ムーディーズによる米国の格下げは、市場に短期的な影響しか与えないように見える。ムーディーズの格下げ発表のタイミングは少し不思議だったが、結論はそうではなかった。米国の債務残高は36兆ドルに迫り、財政赤字は約1.9兆ドルに達している。

しかし、ムーディーズが3大格付け会社の中で最後に格下げしたのであって、最初に格下げしたわけではないという事実は、ムーディーズが米国の信用不安を察知するのが遅かったことを意味する。しかし、格下げという見出しがもたらしたのは、米国の財政に対する懸念が再び前面に出てきたことであり、トレーダーは米国資産に対して再び慎重な姿勢を示している。特に、トランプ大統領が提案した税制法案は、財政赤字に対処するどころか、むしろ財政赤字を悪化させるようだ。
ムーディーズの格下げニュースは、今週の金価格上昇の起爆剤となった。先週、金は3200ドルを割り込んで低迷していたが、米国の財政赤字懸念の再燃とドルの下落が重なり、金は現在3300ドル台で推移している。貴金属は価格下落局面では依然として人気があり、関税に関連する市場心理は全般的に良好であるにもかかわらず、金の下値は今のところ限定的である。注目すべきレベルとしては、3318ドルと3347ドルあたりがレジスタンスとなり、3234ドルと3180ドルがサポートとなる。中長期的には、金はさらに上昇することが好ましいが、もし貿易取引に関するポジティブなヘッドラインが発生した場合、金が3500ドルのレベルを回復しようとする際に障害となる可能性がある。

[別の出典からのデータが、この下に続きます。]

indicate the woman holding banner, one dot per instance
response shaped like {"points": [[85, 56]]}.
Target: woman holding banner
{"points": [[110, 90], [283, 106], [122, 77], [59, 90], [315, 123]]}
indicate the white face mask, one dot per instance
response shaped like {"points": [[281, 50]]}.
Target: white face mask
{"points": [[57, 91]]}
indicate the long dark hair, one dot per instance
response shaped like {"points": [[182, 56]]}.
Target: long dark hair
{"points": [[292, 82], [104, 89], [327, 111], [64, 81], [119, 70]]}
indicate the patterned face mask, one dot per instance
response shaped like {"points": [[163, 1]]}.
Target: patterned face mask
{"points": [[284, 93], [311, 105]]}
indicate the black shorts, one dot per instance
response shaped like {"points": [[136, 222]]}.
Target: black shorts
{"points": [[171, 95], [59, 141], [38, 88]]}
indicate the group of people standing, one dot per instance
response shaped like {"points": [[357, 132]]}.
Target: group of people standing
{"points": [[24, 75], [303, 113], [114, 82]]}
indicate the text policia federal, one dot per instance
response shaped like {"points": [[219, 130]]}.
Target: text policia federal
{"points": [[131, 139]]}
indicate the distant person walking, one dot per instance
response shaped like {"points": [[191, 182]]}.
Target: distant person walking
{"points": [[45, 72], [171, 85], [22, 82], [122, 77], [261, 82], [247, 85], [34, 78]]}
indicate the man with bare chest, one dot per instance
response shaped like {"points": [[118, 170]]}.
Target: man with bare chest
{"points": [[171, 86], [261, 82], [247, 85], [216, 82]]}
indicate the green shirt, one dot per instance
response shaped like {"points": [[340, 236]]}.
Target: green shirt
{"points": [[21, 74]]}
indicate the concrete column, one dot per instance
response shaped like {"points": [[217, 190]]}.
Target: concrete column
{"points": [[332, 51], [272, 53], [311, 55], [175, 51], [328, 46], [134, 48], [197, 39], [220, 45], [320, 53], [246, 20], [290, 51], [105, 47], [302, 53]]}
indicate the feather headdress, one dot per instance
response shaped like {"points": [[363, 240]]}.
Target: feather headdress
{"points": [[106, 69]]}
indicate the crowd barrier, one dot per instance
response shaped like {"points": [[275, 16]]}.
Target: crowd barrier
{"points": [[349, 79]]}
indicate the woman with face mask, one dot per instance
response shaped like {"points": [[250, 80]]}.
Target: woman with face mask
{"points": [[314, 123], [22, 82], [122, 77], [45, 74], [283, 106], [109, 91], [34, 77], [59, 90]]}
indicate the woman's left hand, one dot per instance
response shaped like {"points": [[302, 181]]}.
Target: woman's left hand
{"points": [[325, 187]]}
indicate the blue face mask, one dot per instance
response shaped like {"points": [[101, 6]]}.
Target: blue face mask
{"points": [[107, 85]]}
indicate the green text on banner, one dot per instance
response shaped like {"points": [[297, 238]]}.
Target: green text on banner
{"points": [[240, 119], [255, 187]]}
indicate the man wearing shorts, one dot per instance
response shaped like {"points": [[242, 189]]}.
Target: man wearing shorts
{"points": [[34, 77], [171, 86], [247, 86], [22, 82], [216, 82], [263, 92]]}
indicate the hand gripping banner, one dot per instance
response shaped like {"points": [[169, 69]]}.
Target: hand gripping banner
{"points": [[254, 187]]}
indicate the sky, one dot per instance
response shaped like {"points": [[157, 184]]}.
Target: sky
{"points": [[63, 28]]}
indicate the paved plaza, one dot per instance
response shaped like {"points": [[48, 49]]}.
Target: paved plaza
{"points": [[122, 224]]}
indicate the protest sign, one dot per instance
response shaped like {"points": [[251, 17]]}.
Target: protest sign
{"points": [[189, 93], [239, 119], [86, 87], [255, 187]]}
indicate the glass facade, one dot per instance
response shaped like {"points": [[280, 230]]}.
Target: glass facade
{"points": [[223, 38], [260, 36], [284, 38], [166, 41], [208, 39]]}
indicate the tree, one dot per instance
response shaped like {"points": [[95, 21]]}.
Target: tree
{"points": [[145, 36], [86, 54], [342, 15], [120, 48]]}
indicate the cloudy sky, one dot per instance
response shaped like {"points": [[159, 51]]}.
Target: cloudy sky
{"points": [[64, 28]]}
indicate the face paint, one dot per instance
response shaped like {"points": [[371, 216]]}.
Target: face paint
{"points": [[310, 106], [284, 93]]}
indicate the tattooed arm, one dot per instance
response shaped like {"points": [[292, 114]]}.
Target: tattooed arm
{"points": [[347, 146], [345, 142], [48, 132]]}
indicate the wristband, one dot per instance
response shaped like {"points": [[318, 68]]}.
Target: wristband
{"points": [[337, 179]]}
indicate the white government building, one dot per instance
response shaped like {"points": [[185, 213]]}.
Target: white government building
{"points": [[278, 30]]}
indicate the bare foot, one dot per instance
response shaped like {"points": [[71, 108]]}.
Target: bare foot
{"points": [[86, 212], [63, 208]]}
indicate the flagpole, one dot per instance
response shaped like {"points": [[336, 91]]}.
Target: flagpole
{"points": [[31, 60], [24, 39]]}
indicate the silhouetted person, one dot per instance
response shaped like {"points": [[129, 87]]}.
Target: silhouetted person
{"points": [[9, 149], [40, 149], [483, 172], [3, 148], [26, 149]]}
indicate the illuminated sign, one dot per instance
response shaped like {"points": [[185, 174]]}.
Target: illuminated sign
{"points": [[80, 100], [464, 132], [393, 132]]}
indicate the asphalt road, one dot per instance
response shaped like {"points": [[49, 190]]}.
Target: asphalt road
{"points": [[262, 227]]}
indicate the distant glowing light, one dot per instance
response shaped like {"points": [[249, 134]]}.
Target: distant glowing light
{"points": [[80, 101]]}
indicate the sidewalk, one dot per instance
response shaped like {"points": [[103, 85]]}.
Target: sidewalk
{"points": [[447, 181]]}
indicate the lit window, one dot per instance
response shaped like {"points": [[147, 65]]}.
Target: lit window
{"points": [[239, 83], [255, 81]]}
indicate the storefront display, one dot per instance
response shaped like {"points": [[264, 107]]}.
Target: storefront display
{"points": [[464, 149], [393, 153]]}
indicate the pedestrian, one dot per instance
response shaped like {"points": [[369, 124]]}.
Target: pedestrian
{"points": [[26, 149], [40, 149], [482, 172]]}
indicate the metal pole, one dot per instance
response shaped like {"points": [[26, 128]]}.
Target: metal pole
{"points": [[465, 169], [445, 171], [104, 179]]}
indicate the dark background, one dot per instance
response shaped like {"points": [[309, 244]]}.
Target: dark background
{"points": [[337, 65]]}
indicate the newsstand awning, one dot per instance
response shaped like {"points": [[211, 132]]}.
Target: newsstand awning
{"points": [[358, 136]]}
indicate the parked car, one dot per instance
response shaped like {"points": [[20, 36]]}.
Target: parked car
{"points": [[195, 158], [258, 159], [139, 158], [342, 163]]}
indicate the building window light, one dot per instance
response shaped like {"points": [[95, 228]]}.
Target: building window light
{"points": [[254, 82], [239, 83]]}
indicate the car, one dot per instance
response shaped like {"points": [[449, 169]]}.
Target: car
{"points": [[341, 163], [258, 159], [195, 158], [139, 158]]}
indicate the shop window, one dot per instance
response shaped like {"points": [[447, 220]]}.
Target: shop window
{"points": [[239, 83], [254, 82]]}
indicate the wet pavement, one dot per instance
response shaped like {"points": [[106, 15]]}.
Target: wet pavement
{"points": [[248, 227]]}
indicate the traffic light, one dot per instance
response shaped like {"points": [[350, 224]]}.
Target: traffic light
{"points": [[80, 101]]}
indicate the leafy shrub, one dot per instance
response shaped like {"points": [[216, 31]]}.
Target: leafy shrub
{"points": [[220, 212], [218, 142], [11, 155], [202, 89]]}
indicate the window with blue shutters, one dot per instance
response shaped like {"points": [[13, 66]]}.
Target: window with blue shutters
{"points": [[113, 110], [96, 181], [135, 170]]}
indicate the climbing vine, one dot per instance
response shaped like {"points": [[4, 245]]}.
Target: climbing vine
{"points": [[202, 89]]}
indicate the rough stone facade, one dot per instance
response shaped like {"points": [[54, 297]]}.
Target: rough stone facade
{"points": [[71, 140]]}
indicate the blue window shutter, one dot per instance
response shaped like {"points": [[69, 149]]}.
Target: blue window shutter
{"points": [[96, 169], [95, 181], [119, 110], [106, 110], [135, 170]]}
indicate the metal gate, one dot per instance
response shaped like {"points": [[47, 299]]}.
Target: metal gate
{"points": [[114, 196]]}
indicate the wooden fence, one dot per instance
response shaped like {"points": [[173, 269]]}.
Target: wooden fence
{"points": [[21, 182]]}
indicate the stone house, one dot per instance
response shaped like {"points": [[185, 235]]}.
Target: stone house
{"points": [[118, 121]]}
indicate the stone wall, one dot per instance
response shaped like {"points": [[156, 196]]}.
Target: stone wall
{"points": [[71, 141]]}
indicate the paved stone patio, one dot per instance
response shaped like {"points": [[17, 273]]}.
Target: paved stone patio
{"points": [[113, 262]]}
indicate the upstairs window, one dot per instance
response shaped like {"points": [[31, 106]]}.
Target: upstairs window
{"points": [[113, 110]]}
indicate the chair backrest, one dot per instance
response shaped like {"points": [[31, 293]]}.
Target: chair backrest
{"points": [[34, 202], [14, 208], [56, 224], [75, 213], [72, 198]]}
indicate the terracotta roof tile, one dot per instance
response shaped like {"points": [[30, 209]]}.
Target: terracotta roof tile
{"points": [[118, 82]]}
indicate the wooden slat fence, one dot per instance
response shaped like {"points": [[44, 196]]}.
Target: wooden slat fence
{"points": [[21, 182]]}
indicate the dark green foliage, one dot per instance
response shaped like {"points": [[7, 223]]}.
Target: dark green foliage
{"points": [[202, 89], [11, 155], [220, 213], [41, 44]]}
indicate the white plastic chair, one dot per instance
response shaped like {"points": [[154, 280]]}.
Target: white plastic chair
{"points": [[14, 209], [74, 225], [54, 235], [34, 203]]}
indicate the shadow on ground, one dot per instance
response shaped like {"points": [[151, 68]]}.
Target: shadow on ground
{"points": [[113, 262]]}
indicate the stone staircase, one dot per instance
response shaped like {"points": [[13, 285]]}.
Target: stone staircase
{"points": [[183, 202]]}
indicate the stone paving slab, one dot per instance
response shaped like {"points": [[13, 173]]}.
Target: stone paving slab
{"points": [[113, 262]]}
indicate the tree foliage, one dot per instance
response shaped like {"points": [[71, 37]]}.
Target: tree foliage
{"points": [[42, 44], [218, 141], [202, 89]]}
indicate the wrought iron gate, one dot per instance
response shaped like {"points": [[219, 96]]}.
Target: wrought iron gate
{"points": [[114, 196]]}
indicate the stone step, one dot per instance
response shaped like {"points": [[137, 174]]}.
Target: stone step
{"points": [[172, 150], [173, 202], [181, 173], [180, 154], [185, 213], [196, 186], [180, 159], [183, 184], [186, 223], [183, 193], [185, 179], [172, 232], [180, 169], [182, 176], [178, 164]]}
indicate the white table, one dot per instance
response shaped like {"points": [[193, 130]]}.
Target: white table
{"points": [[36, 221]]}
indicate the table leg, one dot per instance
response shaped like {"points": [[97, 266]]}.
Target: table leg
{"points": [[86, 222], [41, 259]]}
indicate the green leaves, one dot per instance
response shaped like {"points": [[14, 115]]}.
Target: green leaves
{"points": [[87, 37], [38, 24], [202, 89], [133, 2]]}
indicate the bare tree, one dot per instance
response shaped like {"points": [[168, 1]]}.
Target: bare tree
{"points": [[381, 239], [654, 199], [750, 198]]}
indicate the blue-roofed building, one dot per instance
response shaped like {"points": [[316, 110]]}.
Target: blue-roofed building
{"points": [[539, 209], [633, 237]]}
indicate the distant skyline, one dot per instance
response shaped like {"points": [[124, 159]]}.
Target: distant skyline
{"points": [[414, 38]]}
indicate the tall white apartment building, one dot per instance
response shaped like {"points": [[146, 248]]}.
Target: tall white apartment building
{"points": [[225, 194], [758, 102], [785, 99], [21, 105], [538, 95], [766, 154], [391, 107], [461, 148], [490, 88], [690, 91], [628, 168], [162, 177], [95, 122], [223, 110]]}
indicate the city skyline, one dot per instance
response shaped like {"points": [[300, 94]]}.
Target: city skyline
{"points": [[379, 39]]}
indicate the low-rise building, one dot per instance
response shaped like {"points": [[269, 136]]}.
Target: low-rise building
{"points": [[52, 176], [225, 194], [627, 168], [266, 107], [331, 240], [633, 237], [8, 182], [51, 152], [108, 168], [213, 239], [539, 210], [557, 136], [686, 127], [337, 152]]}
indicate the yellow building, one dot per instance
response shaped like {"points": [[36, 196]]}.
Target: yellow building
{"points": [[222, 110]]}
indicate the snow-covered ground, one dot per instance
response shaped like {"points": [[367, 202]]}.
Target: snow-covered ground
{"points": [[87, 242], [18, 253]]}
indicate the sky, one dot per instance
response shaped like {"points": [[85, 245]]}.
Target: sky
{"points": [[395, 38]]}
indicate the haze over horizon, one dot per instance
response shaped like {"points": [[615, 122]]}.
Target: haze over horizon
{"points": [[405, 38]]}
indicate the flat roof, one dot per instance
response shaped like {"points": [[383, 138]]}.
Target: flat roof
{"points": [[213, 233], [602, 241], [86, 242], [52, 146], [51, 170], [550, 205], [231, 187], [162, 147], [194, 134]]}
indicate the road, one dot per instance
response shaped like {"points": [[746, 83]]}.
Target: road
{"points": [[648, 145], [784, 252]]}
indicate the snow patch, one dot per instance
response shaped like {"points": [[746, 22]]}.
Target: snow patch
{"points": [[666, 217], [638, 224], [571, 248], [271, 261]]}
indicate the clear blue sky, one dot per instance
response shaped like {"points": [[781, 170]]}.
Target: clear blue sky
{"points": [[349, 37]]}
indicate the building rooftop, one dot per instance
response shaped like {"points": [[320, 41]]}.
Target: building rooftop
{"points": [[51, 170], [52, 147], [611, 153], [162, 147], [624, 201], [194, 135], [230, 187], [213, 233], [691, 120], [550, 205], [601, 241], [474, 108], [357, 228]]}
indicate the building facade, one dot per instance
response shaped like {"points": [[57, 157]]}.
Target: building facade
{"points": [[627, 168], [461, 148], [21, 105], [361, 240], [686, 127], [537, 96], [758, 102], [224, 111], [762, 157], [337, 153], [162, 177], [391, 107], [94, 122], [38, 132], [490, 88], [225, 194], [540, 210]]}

米国の信用格下げのニュースは、ドルインデックス(DXY)が100レベルを割り込むまで下落したことからもわかるように、米ドルに打撃を与え、まだ回復していない。99.80のサポートが破られれば、99.12に向けてさらに下落する可能性がある。また、先週発表された米国のインフレ率が軟調に推移しており、FRBが7月に利下げに踏み切る可能性があることも、トレーダーの記憶に新しい。金と同様、貿易に関する好材料があれば、米ドルに対するセンチメントが一転する可能性があるが、ドルの場合、貿易協定が締結され始めれば、上昇に転じる可能性が高い。
原油価格は5月初旬の安値からの反発を維持している。エネルギー価格を支えているのは、米中関税の一時停止と貿易協定への期待だが、一方で、ロシアとイランの原油供給が市場に戻ってくるという見通しが、原油の上値を抑えている。というのも、米国が核問題でイランと、ウクライナ戦争でロシアと合意し、制裁が解除され、これら2大エネルギー生産国から世界的な石油供給が再開されるというシナリオが考えられるからだ。しかし、(ホワイトハウス高官などの)誰に聞いても、何らかの取引がまとまるまでには、まだ時間がかかるようだ。しかし、原油価格は、米国とロシアおよびイランとの交渉の行方をめぐる市場の解釈に左右され続けるだろう。今週の米国産原油の注目水準は、61.58ドルのサポートと63.18ドルのレジスタンス。